A mesure que les glaces fondent, les pôles gagnent en attractivité. Si le cas de l’Antarctique a été classé jusqu’au moins en 2041 - le Traité de Madrid interdisant de faire main basse sur ses ressources - c’est une autre paire de manches pour son cousin du Nord. Autrefois protégé par son épaisse banquise, l’Arctique (du mot "ours" en grec ancien) part à vau l’eau, surtout l’été, et réveille les convoitises. La faute au réchauffement (+0,38°C par décennie depuis 1979, soit le double du réchauffement moyen sur l’ensemble du globe), mais aussi à l’influence des cycles naturels. Toujours est-il que les surfaces couvertes par la glace arctique ont diminué de 8% depuis les années 1970, et les chercheurs tablent sur 2060 comme date de la disparition totale des glaces en été.
Course à l’échalote
La fonte de la banquise ouvre des voies maritimes et les pays riverains se lancent dans des opérations "de cow-boy", comme en 2007, lorsqu’une équipe russe a planté un drapeau russe à 4 621 mètres de profondeur. "C’est une zone de non-droit où n’importe qui peut faire n’importe quoi", déclarait il y a un an Michel Rocard, nommé ambassadeur de France chargé des négociations internationales sur les pôles.Face à ces manœuvres, Pékin s’inquiète mais ne dit mot.

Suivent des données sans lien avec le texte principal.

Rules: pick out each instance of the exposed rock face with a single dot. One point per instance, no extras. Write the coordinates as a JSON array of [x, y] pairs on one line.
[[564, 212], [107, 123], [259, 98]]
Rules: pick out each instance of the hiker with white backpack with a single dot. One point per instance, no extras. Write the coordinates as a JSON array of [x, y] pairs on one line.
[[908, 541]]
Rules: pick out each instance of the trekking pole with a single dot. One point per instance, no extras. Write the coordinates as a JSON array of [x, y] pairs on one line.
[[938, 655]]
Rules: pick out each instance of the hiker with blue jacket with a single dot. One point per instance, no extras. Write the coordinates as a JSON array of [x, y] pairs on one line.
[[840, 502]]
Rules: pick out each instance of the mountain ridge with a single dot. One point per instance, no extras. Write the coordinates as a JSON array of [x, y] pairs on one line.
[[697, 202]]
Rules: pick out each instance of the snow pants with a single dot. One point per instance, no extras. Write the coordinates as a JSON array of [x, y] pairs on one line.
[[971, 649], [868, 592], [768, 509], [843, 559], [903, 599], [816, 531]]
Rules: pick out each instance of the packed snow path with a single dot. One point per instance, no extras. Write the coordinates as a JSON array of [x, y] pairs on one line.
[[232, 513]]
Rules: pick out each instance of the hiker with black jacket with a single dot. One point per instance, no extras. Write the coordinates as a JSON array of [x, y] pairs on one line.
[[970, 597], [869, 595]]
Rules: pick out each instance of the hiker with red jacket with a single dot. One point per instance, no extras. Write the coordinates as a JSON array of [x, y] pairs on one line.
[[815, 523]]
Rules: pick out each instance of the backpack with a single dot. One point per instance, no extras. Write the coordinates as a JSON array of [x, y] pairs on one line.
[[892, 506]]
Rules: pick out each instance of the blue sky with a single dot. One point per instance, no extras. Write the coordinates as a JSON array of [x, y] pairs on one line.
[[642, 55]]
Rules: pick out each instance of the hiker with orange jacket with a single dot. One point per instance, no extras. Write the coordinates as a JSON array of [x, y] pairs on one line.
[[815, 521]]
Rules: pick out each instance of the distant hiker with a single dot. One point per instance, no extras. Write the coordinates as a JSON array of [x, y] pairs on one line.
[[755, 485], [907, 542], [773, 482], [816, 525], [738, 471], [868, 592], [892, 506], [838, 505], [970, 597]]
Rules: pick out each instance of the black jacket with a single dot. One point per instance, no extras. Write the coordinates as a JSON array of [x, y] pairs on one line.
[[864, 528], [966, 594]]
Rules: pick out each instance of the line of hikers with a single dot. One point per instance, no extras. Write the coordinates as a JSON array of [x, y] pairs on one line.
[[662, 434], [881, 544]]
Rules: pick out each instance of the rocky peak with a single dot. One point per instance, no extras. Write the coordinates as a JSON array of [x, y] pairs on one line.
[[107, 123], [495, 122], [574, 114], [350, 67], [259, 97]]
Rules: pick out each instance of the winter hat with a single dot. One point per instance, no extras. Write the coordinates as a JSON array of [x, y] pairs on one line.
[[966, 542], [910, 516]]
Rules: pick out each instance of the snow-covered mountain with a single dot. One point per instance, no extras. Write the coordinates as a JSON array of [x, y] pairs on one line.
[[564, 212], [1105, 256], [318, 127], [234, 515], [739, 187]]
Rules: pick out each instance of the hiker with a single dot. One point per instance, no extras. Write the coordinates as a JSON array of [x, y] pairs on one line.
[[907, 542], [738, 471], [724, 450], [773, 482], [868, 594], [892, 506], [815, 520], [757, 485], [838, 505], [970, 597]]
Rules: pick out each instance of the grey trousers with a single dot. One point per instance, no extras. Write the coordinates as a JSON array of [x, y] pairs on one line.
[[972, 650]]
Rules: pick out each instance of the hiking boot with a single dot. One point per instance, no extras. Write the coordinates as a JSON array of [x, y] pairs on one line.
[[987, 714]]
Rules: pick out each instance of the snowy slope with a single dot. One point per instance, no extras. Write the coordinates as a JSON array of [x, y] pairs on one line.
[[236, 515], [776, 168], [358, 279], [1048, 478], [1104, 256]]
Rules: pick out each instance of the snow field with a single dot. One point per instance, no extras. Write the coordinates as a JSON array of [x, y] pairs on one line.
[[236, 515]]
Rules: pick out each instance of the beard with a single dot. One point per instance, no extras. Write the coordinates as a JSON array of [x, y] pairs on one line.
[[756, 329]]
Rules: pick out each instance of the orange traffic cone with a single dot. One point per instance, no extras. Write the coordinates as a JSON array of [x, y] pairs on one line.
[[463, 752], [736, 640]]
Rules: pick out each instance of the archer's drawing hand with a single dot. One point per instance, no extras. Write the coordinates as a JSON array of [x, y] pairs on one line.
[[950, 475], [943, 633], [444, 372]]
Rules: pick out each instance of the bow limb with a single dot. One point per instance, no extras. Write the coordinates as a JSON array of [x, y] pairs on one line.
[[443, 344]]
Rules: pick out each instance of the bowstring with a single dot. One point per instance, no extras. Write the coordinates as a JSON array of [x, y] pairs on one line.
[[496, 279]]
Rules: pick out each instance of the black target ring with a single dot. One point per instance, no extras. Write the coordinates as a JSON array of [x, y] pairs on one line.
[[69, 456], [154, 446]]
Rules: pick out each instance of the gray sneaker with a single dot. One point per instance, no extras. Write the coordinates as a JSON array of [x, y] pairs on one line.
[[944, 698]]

De fait, la Chine n’a pas son mot à dire, puisqu’elle ne fait pas partie du cercle restreint des pays de l’Arctique, pays dont les côtes sont au contact de l’océan Arctique, à savoir : Canada, États-Unis (avec l’Alaska), Danemark (par le Groenland), Russie, Norvège. D’autre part, afficher ouvertement ses prétentions, c’est risquer de se griller auprès des pays nordiques. Telles sont du moins les conclusions, publiées cette semaine, de l’analyse approfondie de Linda Jakobson, du SIPRI (Institut international de recherche sur la paix de Stockholm). Côté cour, Pékin affirme vouloir rester neutre et plaide pour une résolution des différends par le dialogue. Côté jardin, elle encourage paradoxalement les pays de l’Arctique à considérer "les intérêts communs de l’humanité"...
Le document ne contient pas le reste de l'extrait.